The Federal Reserve, for one, will already be sending a fresh $40 billion a month into the banking system by then, and it's in the business of doing what it can to forestall recessions, especially widely predicted ones.

Europe
The resurfacing of concerns about the European economy and the progress of the Greek bailout and general sovereign-debt firewall there might be the one factor not getting enough credit for the market queasiness.

The sharp slowing of Germany's economy and another round of complications in securing believable backstops for struggling government issuers is boosting the dollar (a drag on stocks) and will filter through to multinational earnings.

Things there are far from reaching dire conditions again, and Spain yesterday pulled off a successful bond auction that takes care of its funding needs until next year. But watch European credit and stock markets for further evidence of stress — for if it surfaces it will have nothing to do with U.S. policy or budget concerns.

Market technical clues
Stocks were showing waning momentum well before the bleating about taxes and cliffs got loud this week. Yesterday the Standard & Poor's 500 sagged below its 200-day moving average, which many market handicappers believe means the market's prevailing trend is no longer up.

Of course, in the spring the index undercut its 200-day average in giving up all the gains from Dec. 31 to that point, but then quickly reversed higher into September.
Other measures of stock supply and demand and investor psychology have entirely undone the overconfident headiness evident around Labor Day, but few are showing the sort of panicky, indiscriminate flight instinct that often — but not always - prevails as a downturn culminates. If this is what's necessary for some kind of bottom to be set, it would likely come with indexes a few percent lower.

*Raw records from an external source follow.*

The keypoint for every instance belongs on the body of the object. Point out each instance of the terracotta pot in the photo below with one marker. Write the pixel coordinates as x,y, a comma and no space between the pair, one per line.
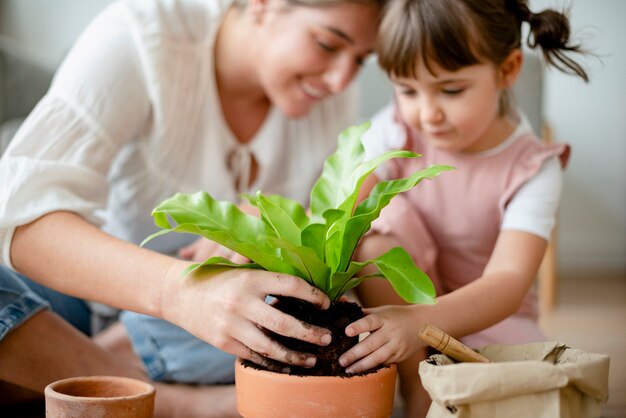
263,394
99,396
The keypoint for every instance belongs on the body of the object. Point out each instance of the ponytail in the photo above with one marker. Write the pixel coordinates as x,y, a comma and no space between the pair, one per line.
550,30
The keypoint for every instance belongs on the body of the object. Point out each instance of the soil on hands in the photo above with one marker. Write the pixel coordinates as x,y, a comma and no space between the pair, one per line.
335,319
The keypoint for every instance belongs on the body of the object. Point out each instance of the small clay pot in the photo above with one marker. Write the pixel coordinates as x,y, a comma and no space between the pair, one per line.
264,394
99,396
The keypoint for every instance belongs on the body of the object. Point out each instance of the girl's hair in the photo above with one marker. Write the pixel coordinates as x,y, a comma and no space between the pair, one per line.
459,33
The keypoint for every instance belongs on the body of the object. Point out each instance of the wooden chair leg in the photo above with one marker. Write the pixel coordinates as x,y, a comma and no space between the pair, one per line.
548,278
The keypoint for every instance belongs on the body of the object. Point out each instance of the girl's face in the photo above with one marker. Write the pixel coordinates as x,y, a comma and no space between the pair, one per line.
309,53
458,111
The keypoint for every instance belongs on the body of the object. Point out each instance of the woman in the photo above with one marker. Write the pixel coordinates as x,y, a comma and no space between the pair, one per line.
159,97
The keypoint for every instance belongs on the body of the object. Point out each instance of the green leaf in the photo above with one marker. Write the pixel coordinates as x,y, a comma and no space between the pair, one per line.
304,260
369,209
335,182
220,262
397,266
222,222
409,282
286,217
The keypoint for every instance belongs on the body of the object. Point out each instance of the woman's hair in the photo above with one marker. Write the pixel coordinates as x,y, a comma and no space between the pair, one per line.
460,33
322,3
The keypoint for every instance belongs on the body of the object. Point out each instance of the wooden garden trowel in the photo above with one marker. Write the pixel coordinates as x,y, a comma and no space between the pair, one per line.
449,346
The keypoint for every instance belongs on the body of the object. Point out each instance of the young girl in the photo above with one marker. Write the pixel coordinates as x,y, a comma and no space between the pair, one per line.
479,231
159,97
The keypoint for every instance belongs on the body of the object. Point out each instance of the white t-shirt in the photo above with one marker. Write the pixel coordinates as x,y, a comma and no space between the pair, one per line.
532,209
133,116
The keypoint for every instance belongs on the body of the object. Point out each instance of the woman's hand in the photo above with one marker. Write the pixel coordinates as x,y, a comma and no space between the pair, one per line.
393,337
227,308
203,249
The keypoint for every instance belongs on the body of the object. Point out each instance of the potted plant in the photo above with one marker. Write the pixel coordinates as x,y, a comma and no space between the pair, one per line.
318,248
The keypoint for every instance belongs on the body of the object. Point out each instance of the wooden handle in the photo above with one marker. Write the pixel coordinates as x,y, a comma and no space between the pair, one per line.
452,348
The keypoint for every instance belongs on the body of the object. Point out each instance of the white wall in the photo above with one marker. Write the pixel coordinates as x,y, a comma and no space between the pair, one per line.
591,117
47,28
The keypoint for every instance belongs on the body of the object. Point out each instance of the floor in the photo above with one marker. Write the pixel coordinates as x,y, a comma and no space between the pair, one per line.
590,314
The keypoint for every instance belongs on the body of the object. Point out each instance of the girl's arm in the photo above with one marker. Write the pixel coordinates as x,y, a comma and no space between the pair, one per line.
497,294
226,309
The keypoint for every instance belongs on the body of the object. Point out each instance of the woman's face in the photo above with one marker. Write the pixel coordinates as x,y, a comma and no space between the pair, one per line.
309,53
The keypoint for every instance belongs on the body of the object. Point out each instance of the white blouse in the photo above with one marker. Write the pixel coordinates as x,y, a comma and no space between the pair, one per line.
133,116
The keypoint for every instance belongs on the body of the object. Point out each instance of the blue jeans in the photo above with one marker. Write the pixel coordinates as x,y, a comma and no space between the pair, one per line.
172,354
21,299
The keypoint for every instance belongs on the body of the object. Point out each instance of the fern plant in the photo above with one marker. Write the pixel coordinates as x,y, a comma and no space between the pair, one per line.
318,248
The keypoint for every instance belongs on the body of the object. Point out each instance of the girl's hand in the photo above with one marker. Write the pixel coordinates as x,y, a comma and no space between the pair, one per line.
227,308
393,337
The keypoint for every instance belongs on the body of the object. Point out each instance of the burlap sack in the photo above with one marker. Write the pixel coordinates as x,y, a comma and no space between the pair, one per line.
541,380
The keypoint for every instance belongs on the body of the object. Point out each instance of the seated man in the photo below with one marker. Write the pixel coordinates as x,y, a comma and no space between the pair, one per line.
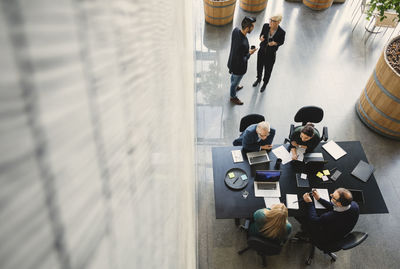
334,224
256,137
306,137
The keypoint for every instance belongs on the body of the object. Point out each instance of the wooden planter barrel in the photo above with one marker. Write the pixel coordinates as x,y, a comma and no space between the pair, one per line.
219,12
253,5
379,103
318,4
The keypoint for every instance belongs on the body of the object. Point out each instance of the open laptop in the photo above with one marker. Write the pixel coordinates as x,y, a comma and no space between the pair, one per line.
266,183
257,157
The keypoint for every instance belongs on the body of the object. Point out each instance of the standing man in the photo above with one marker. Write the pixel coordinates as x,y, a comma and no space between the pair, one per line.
256,137
272,36
239,55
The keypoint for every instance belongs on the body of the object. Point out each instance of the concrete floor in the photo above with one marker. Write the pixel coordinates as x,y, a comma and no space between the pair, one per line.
321,63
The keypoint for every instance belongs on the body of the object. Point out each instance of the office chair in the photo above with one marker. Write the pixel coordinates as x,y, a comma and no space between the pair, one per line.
245,122
263,247
306,114
351,240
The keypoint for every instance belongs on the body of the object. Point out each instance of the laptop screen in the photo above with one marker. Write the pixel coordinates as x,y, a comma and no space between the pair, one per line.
268,175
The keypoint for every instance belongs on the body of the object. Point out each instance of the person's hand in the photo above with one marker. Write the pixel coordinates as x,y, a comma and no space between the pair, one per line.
307,198
267,147
252,51
316,195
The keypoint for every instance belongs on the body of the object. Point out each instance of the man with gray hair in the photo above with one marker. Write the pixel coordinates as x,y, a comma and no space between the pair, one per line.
272,36
256,137
333,225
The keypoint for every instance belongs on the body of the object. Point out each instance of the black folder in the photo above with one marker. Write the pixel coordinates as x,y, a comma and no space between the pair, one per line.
363,171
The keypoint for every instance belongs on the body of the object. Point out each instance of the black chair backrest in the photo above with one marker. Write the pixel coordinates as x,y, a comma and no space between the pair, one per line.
250,119
306,114
351,240
264,245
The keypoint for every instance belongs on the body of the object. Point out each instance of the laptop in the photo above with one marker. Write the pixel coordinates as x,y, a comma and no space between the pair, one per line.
257,157
363,171
266,183
358,196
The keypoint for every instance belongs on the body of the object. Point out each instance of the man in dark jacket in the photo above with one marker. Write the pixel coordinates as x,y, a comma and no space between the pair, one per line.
333,225
239,55
272,36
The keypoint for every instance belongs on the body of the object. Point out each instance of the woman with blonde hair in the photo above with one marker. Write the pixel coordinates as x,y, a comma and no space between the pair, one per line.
271,223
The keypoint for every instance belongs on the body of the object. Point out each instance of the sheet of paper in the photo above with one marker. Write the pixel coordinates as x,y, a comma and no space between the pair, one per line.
269,201
334,149
323,193
282,153
291,201
237,156
300,153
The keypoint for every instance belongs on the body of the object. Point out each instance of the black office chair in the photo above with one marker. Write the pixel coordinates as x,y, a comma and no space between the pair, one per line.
263,247
351,240
306,114
245,122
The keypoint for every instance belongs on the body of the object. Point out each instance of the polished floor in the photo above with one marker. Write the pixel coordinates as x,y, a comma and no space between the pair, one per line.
321,63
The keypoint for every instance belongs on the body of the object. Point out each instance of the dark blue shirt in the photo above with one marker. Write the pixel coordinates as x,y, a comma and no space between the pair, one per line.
239,54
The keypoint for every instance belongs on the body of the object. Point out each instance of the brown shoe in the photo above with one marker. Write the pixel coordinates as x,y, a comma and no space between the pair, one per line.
236,101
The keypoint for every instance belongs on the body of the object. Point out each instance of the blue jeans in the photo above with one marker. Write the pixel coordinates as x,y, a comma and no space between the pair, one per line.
235,80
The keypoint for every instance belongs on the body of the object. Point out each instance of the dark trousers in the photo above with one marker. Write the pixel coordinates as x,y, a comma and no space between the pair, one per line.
265,60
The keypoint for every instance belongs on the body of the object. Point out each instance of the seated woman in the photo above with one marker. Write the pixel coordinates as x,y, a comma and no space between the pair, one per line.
306,137
271,223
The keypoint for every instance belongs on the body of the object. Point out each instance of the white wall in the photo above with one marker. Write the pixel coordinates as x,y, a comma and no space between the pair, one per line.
96,134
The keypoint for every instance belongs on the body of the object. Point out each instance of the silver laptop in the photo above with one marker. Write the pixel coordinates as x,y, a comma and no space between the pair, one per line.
257,157
266,183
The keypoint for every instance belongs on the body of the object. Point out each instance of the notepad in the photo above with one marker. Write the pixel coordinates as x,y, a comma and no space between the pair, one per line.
334,150
323,193
291,201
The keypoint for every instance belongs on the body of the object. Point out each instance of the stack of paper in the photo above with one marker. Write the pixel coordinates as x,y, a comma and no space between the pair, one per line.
334,150
323,193
282,153
291,201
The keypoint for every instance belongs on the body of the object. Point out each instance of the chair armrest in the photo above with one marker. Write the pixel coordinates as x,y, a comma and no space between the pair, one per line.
287,140
324,134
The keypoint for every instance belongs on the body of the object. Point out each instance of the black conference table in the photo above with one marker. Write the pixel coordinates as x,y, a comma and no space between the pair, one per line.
230,204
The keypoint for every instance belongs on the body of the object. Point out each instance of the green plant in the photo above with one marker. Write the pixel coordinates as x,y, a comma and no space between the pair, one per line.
381,6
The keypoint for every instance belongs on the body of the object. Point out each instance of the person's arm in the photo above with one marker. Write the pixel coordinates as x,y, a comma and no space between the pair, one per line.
267,143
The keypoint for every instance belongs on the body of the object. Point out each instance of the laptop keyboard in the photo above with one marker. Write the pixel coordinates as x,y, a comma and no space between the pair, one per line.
263,186
258,159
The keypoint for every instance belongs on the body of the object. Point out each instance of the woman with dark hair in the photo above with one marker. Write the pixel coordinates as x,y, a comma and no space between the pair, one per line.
306,137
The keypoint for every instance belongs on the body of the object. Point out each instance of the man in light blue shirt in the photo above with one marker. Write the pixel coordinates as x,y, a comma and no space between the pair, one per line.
256,137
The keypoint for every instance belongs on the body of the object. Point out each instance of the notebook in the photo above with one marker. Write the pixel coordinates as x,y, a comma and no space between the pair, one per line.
363,171
257,157
302,182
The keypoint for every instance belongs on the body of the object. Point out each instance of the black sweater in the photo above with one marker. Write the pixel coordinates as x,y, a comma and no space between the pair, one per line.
239,54
332,225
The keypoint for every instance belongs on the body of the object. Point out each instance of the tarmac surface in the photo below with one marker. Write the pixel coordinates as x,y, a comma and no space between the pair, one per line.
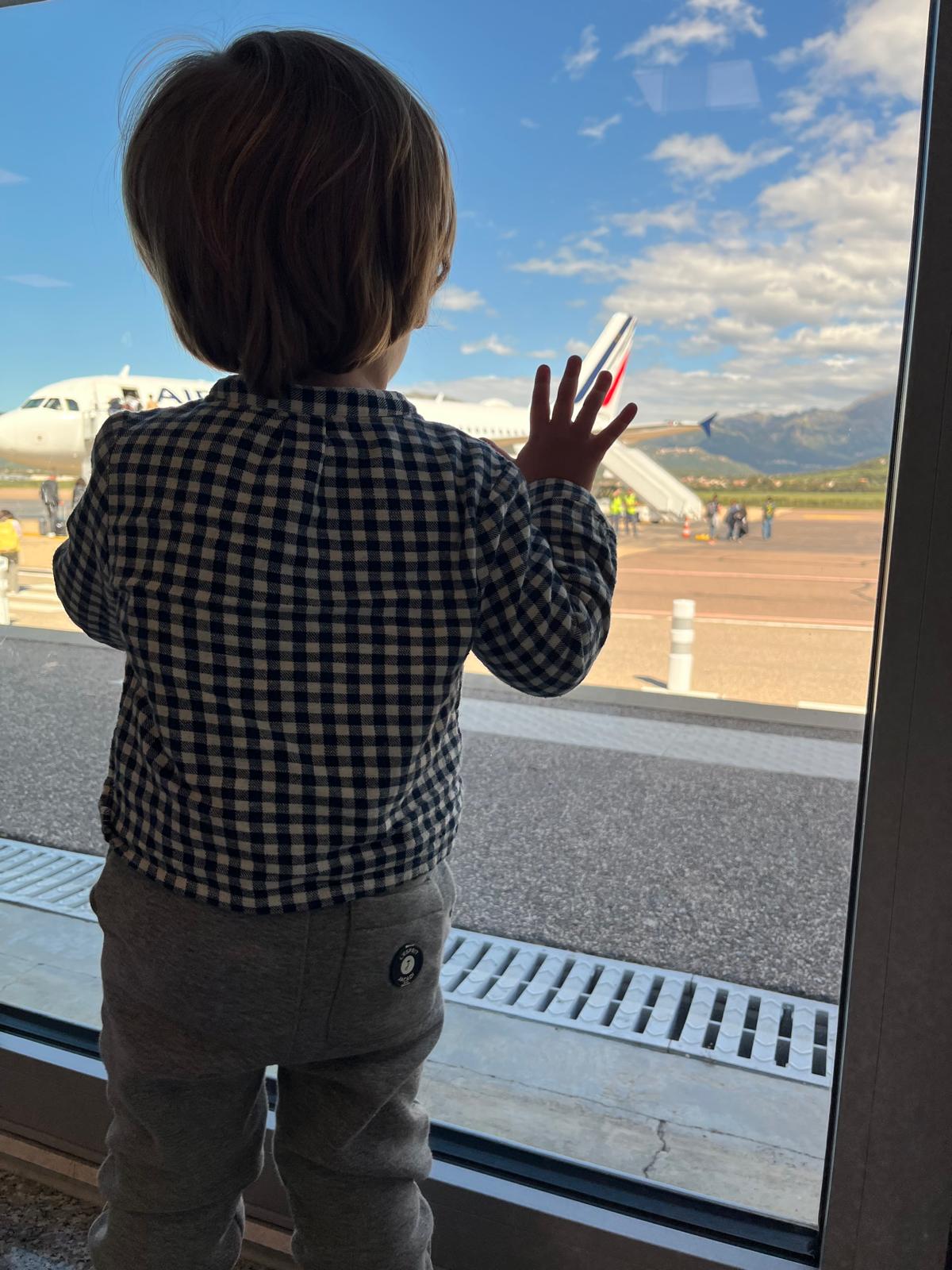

Yesterday, there was a quite-unusual instance of the market falling more than 1% while the S&P 500 Volatility Index (VIX) also declined significantly. Usually the VIX — which rises with the prices paid for protective options — climbs in a fear-dominated daily tape. In the very short term (days or a couple of weeks) this can mean that the clued-in pros sense the selling is abating for a little while.

While it might sound trite and dull, the greatest concerns for stock investors should involve the advanced age of this bull market, corporate-profit cycle and the outlook for improvement in the real economy.

Some 45 months removed from the bear-market low, stocks have tracked a massive recovery in company earnings, to historically high profit margins bolstered by heroic productivity gains. Stocks can continue grinding higher or arrest their current decline as profit margins flatten out, yet only if global economic-growth begins to seem sturdy and long-lived, as companies at last pivot from milking technology to adding workers and drive a better consumption-and-hiring cycle.

The U.S. consumer, housing and even manufacturing data have firmed and GDP estimates for this quarter are being nudged higher. Less worrisome inflation in China gives authorities there clearance to gun the growth engine harder. The question is whether persuasive evidence of a sustainable pickup will arrive before financial markets lose what patience they have left with the various potential man-made accidents now consuming investors' attention.